[<prev] [next>] [thread-next>] [day] [month] [year] [list]
Message-ID: <20150125043428.GA6109@wfg-t540p.sh.intel.com>
Date:	Sat, 24 Jan 2015 20:34:28 -0800
From:	Fengguang Wu <fengguang.wu@...el.com>
To:	Mark Rutland <mark.rutland@....com>
Cc:	Peter Zijlstra <peterz@...radead.org>, LKP <lkp@...org>,
	linux-kernel@...r.kernel.org
Subject: [perf] WARNING: CPU: 0 PID: 1457 at kernel/events/core.c:890
 add_event_to_ctx()
Greetings,
0day kernel testing robot got the below dmesg and the first bad commit is
git://git.kernel.org/pub/scm/linux/kernel/git/peterz/queue.git perf/core
commit d26bb7f73a2881f2412c340a27438b185f0cc3dc
Author:     Mark Rutland <mark.rutland@....com>
AuthorDate: Wed Jan 7 15:01:54 2015 +0000
Commit:     Peter Zijlstra <peterz@...radead.org>
CommitDate: Fri Jan 23 15:17:56 2015 +0100
    perf: decouple unthrottling and rotating
    
    Currently the adjusments made as part of perf_event_task_tick use the
    percpu rotation lists to iterate over any active PMU contexts, but these
    are not used by the context rotation code, having been replaced by
    separate (per-context) hrtimer callbacks. However, some manipulation of
    the rotation lists (i.e. removal of contexts) has remained in
    perf_rotate_context. This leads to the following issues:
    
    * Contexts are not always removed from the rotation lists. Removal of
      PMUs which have been placed in rotation lists, but have not been
      removed by a hrtimer callback can result in corruption of the rotation
      lists (when memory backing the context is freed).
    
      This has been observed to result in hangs when PMU drivers built as
      modules are inserted and removed around the creation of events for
      said PMUs.
    
    * Contexts which do not require rotation may be removed from the
      rotation lists as a result of a hrtimer, and will not be considered by
      the unthrottling code in perf_event_task_tick.
    
    This patch solves these issues by moving any and all removal of contexts
    from rotation lists to only occur when the final event is removed from a
    context, mirroring the addition which only occurs when the first event
    is added to a context. The vestigal manipulation of the rotation lists
    is removed from perf_event_rotate_context.
    
    As the rotation_list variables are not used for rotation, these are
    renamed to active_ctx_list, which better matches their current function.

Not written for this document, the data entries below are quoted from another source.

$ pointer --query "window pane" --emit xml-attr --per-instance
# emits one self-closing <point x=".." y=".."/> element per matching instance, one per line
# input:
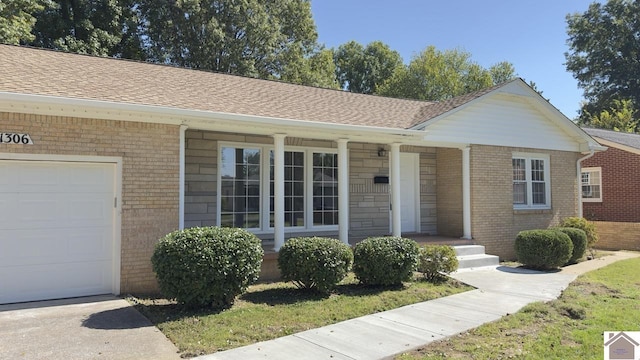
<point x="240" y="187"/>
<point x="325" y="189"/>
<point x="539" y="193"/>
<point x="293" y="187"/>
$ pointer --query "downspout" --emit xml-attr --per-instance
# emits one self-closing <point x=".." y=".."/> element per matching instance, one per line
<point x="579" y="173"/>
<point x="183" y="130"/>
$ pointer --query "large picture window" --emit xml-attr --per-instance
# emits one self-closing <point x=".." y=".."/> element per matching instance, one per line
<point x="240" y="187"/>
<point x="246" y="190"/>
<point x="531" y="185"/>
<point x="592" y="184"/>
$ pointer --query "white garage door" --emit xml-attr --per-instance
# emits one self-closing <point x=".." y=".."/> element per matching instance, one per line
<point x="56" y="229"/>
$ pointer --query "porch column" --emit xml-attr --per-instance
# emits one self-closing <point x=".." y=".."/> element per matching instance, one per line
<point x="396" y="219"/>
<point x="278" y="191"/>
<point x="466" y="193"/>
<point x="343" y="191"/>
<point x="182" y="152"/>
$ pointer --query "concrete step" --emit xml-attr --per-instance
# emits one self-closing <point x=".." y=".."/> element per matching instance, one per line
<point x="464" y="250"/>
<point x="473" y="261"/>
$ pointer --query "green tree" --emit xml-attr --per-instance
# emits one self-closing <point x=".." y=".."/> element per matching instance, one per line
<point x="604" y="54"/>
<point x="103" y="28"/>
<point x="435" y="75"/>
<point x="17" y="20"/>
<point x="502" y="72"/>
<point x="251" y="37"/>
<point x="620" y="116"/>
<point x="317" y="70"/>
<point x="362" y="69"/>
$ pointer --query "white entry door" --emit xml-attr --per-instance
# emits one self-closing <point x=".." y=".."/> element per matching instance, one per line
<point x="410" y="195"/>
<point x="56" y="229"/>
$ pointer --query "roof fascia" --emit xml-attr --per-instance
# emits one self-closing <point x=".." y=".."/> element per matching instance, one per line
<point x="204" y="120"/>
<point x="616" y="145"/>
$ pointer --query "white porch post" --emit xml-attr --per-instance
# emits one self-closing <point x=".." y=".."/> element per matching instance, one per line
<point x="182" y="152"/>
<point x="396" y="206"/>
<point x="278" y="191"/>
<point x="343" y="191"/>
<point x="466" y="192"/>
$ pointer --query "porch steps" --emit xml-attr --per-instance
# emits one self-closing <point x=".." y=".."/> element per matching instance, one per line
<point x="473" y="256"/>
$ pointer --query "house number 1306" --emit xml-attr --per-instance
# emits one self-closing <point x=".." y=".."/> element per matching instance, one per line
<point x="13" y="138"/>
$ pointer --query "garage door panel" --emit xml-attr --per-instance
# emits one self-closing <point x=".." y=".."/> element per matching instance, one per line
<point x="43" y="246"/>
<point x="56" y="229"/>
<point x="56" y="281"/>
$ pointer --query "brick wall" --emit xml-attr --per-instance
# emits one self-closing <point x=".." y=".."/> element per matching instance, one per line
<point x="150" y="179"/>
<point x="620" y="187"/>
<point x="618" y="235"/>
<point x="494" y="222"/>
<point x="449" y="192"/>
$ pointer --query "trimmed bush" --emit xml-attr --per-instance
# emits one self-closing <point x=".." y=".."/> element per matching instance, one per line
<point x="543" y="249"/>
<point x="579" y="240"/>
<point x="207" y="266"/>
<point x="585" y="225"/>
<point x="436" y="260"/>
<point x="315" y="262"/>
<point x="385" y="260"/>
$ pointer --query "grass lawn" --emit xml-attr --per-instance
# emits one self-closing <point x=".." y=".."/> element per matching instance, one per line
<point x="268" y="311"/>
<point x="570" y="327"/>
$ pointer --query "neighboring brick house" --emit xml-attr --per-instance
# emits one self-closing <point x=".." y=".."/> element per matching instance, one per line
<point x="610" y="183"/>
<point x="101" y="157"/>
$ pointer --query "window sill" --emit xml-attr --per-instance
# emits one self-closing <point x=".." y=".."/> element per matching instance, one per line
<point x="531" y="211"/>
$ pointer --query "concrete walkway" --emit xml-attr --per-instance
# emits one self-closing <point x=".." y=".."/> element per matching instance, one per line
<point x="500" y="291"/>
<point x="97" y="327"/>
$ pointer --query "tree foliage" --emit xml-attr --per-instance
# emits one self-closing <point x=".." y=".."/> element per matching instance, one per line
<point x="604" y="54"/>
<point x="620" y="116"/>
<point x="362" y="69"/>
<point x="17" y="20"/>
<point x="435" y="75"/>
<point x="103" y="28"/>
<point x="250" y="37"/>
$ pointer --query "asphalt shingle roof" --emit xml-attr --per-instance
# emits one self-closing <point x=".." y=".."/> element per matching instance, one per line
<point x="25" y="70"/>
<point x="628" y="139"/>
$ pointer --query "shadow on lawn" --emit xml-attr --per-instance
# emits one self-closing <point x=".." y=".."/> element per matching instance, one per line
<point x="285" y="296"/>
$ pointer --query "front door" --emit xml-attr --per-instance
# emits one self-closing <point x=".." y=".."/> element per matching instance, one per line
<point x="410" y="196"/>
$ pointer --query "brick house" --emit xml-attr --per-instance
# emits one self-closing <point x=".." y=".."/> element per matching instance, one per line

    perf_pmu_rotate_{start,stop} are renamed to
    perf_pmu_ctx_{activate,deactivate}.
    
    Cc: Will Deacon <will.deacon@....com>
    Cc: Paul Mackerras <paulus@...ba.org>
    Cc: Ingo Molnar <mingo@...hat.com>
    Cc: Arnaldo Carvalho de Melo <acme@...nel.org>
    Cc: Will Deacon <will.deacon@....com>
    Cc: Paul Mackerras <paulus@...ba.org>
    Cc: Ingo Molnar <mingo@...hat.com>
    Cc: Arnaldo Carvalho de Melo <acme@...nel.org>
    Cc: Mark Rutland <mark.rutland@....com>
    Signed-off-by: Mark Rutland <mark.rutland@....com>
    Reported-by: Johannes Jensen <johannes.jensen@....com>
    Signed-off-by: Peter Zijlstra (Intel) <peterz@...radead.org>
    Link: http://lkml.kernel.org/r/1420642914-22760-1-git-send-email-mark.rutland@arm.com
===================================================
PARENT COMMIT NOT CLEAN. LOOK OUT FOR WRONG BISECT!
===================================================
Attached dmesg for the parent commit, too, to help confirm whether it is a noise error.
Fengguang: the old OOM errors look like independent noises. 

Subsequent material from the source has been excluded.